The traffic data in the current time period is input into the prediction model to obtain the road congestion value of each time period in the preset time period after the current time period output by the prediction model, the influence of various factors on traffic flow and road congestion can be comprehensively considered, more referenceable data are provided for real-time traffic flow prediction, and the subsequent deep learning model is facilitated to learn and understand the relevance and regularity between traffic data more comprehensively so as to improve the prediction accuracy.

In one possible implementation manner, referring to fig. 2, in step S200, before inputting the traffic data of the current time period into the prediction model to obtain the road congestion value of each time period in the preset time period after the current time period output by the prediction model, the real-time traffic flow prediction method based on deep learning further includes:

S210, generating a first sample according to experience data. The experience data comprise traffic flow and road conditions of a road obtained in a past period, the road conditions comprise weather information and construction road condition information, the weather information comprises information of whether the road is in a rainy season, and the construction road condition information comprises information of whether a road construction plan exists or not and arrangement information of a construction period in a schedule. Each first sample comprises a road congestion value corresponding to each time period in one day, and the road congestion value is determined according to the congestion time length acquired every day.

It will be appreciated that empirical data including road traffic data, weather information and construction road condition information may be collected over time, and may be obtained from related institutions such as traffic authorities, weather authorities, construction companies, etc., or may be collected via cameras. Features are extracted from the collected data for generating a first sample, and may include time periods, such as early peak, late peak, etc., for each time period of the day. Road information, road name or ID. Traffic flow, the number of vehicles on the road per time period. Weather information such as whether it is raining, whether it is haze, etc. And constructing road condition information such as whether a road construction plan exists, construction period arrangement and the like.

By the arrangement, the first sample is generated according to the experience data, data support can be provided for training of a subsequent model, the model is helped to accurately predict traffic conditions, and the feature engineering comprehensively considering various features is helpful for improving the prediction effect.

S220, adding identification information to the traffic data. The identification information is used for indicating a current road congestion value corresponding to traffic data in a current time period.
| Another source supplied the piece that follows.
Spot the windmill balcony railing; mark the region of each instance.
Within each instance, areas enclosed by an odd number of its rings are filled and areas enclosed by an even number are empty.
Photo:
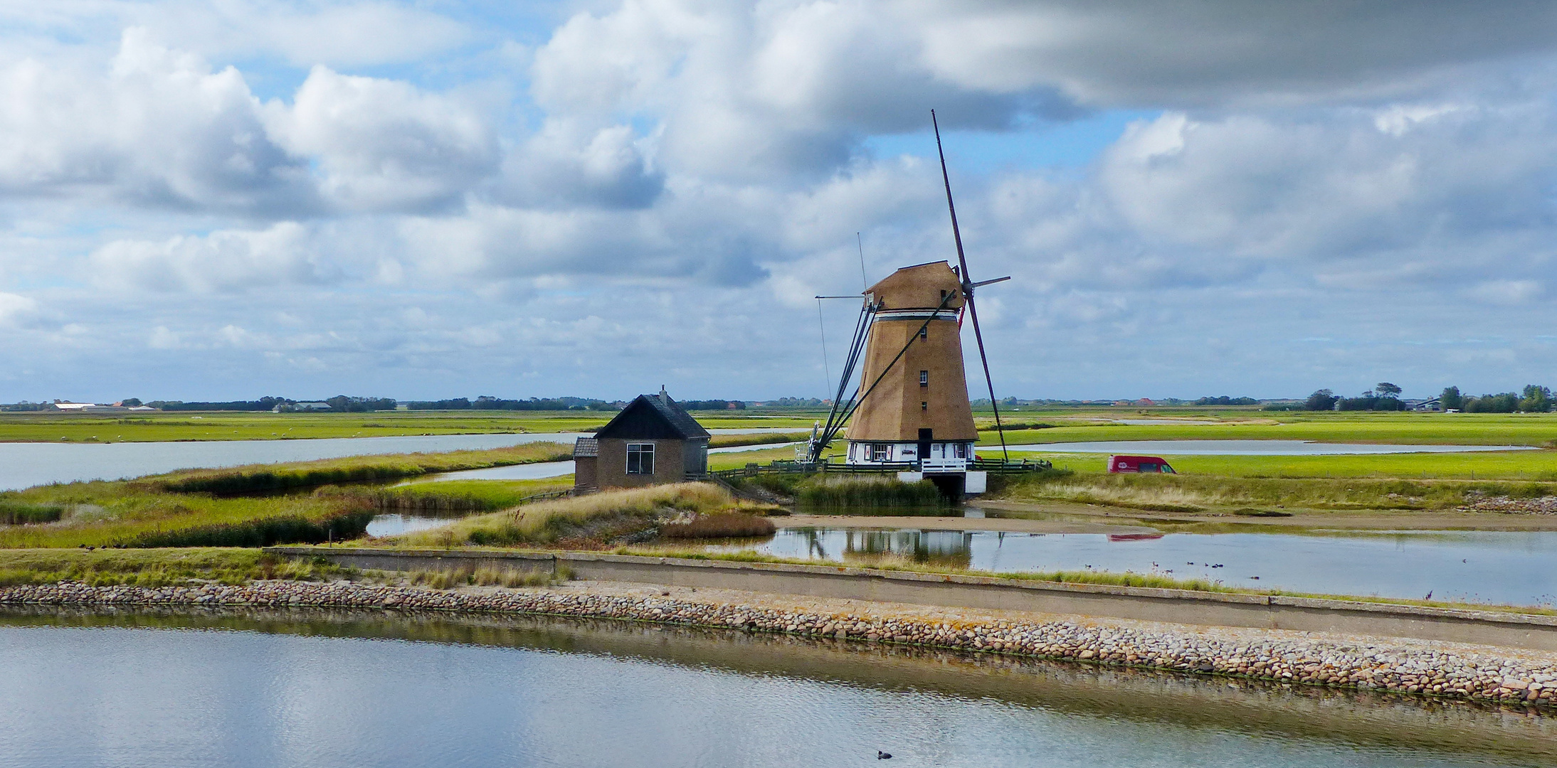
[[[920,459],[919,471],[922,473],[965,473],[968,471],[967,459]]]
For example, road congestion values may be divided into several levels, e.g., clear, creep, congestion levels, which may be denoted by A, B, C, which are added to traffic data. For example, if the traffic flow of a certain road in the early peak period exceeds 2 times of the average value, the traffic flow is identified as congestion (A), and if the traffic flow in the evening period is below the average value, the traffic flow is identified as smoothness (C).

By the arrangement, the identification information is added for the traffic data, so that the model can more accurately know the road congestion condition of the current time period in the subsequent model training process, the model can be helped to better capture the traffic characteristics and rules of the specific time period, and the prediction accuracy is improved.

And S230, the traffic data and the first sample after the identification information is added are sent to the server.

It will be appreciated that the connection between the first electronic device and the server is established using an appropriate communication protocol (e.g., HTTP, webSocket, etc.). And sending the traffic data added with the identification information to the server, and returning a response to confirm the receiving or provide a further processing result once the server receives the data, so that the first electronic device can process the response returned by the server to judge whether the server receives the traffic data successfully.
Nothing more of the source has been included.